"Smirking doesn't become you," my wife Pammy said, glaring over her monitor where PointCast was flashing the news of Gil Amelio's departure from Apple.
I was too bemused by the internal question and answer sheet for Apple employees to even think about this week's prescient coverage of the embattled - and now former - CEO.
Question: Why is Gil leaving?
Answer, according to the internal document: The company needs to "aggressively boost its business" in order to return to profitability. Apple's board determined that "a different CEO profile is needed to accomplish these goals".
Cringely interpretation: Remarkable. "Gil" and "aggressive" have never before been used in the same paragraph.

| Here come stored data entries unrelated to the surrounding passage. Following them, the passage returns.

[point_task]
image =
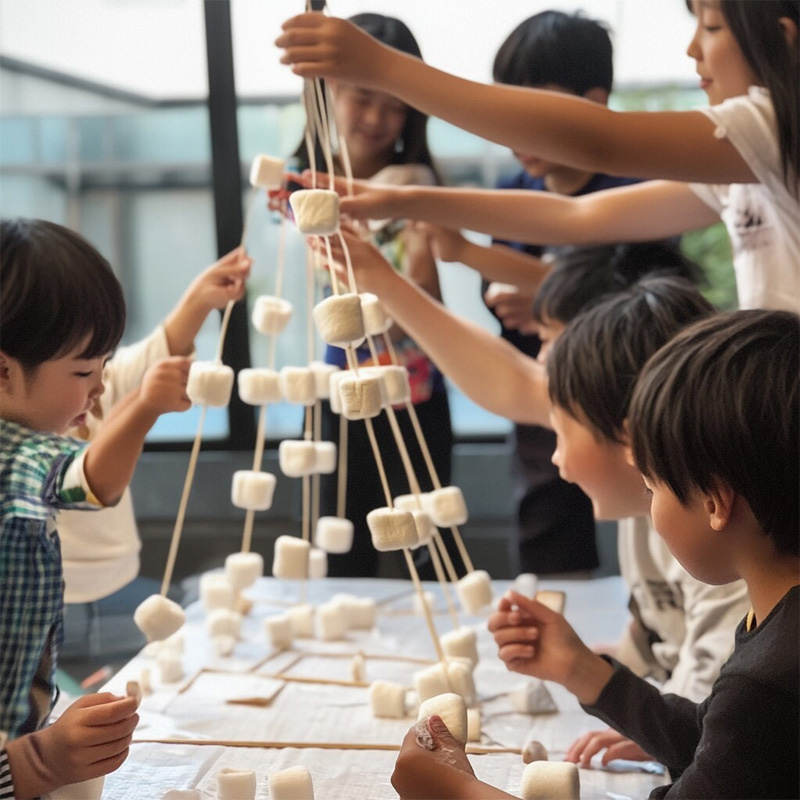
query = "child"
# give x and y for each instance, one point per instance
(743, 152)
(62, 313)
(714, 430)
(100, 551)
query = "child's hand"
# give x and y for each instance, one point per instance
(164, 385)
(536, 641)
(438, 772)
(317, 46)
(614, 744)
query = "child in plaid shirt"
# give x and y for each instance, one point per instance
(62, 313)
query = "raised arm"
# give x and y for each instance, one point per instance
(677, 145)
(490, 371)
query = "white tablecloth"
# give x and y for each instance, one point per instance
(196, 709)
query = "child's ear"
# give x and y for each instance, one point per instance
(718, 503)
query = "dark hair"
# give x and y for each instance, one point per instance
(55, 290)
(757, 30)
(593, 366)
(413, 143)
(584, 276)
(567, 50)
(721, 402)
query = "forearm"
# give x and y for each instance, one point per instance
(485, 367)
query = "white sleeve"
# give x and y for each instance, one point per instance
(712, 614)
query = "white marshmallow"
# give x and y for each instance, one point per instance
(85, 790)
(461, 643)
(222, 622)
(334, 535)
(534, 751)
(278, 631)
(252, 490)
(316, 211)
(447, 507)
(339, 320)
(216, 591)
(376, 320)
(473, 724)
(317, 563)
(236, 784)
(209, 384)
(331, 622)
(362, 397)
(387, 699)
(266, 172)
(302, 619)
(291, 558)
(257, 387)
(450, 707)
(324, 458)
(170, 666)
(297, 457)
(431, 681)
(322, 377)
(551, 780)
(271, 314)
(391, 529)
(223, 644)
(291, 784)
(298, 385)
(475, 591)
(243, 569)
(158, 617)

Question: Was the decision based on Apple's recent financial performance?
Official answer: The board thinks Apple's performance "has not been satisfactory". The board has a responsibility to act "in the best interest of shareholders". Gil tendered his resignation and the board accepted it.
Cringely interpretation: Yes.
Question: Is Apple for sale?
US Securities and Exchange Commission-approved answer:
"Apple's management and board are not looking to sell the company.

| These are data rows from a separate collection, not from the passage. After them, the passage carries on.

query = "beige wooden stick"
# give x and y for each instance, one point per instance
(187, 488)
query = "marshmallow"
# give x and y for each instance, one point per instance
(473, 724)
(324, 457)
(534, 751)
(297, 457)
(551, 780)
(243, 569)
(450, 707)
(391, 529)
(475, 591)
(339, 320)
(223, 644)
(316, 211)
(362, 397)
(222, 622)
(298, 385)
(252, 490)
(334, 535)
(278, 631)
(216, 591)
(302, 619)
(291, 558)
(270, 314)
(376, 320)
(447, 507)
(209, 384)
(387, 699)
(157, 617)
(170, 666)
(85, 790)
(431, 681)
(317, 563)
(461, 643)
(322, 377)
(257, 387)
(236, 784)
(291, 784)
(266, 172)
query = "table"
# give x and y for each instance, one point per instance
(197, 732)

They have a fiduciary responsibility to make decisions that are in the long-term best interests of shareholders."
Cringely interpretation: Make us an offer we can't refuse.
Question: Who sold the 1.5 million shares of Apple stock in June?
Answer: "We do not comment on the investment activities of our shareholders unless the shareholders are required to disclose those activities to the SEC."
Cringely interpretation: That's one smart SOB who avoided a $US1.5 million drop in value in the two weeks between the sale and the Amelio departure announcement.
One question not on the official answer sheet was the amount of Amelio's severance package.
His contract called for a $US10 million payment in the event of "involuntary termination".
Polite wording of press releases aside, I'm certain Amelio wasn't ready to leave.
I'm thinking I should offer my services as Apple's new CEO. I could run up a few billion dollars in losses for the company, and I'd be willing to do it for a fraction of the $US13 million that Amelio's 18-month compensation package cost.
If not me, then who will be the next CEO of Apple? It won't be Steve Jobs. Moving vans have been hauling his belongings out of Redwood Shores and up to Pixar, where his team is at work on the next Disney animation.
A reliable rumour broker suggested I look at Borland CEO Del Yocam, who spent 10 years at Apple pulling tours of duty in operations and manufacturing for the Apple II division, followed by a stint as the chief operating officer, then head of operations in the Pacific Rim.
The popular choice for an Apple suitor is not Oracle or Sun.
Some suggest that Adobe pony-up the pennies for Apple, re-creating the company as a media-tools empire.
Exhausted but invigorated, I stopped burning the midnight oil. Amelio is out - but the Apple saga burns on!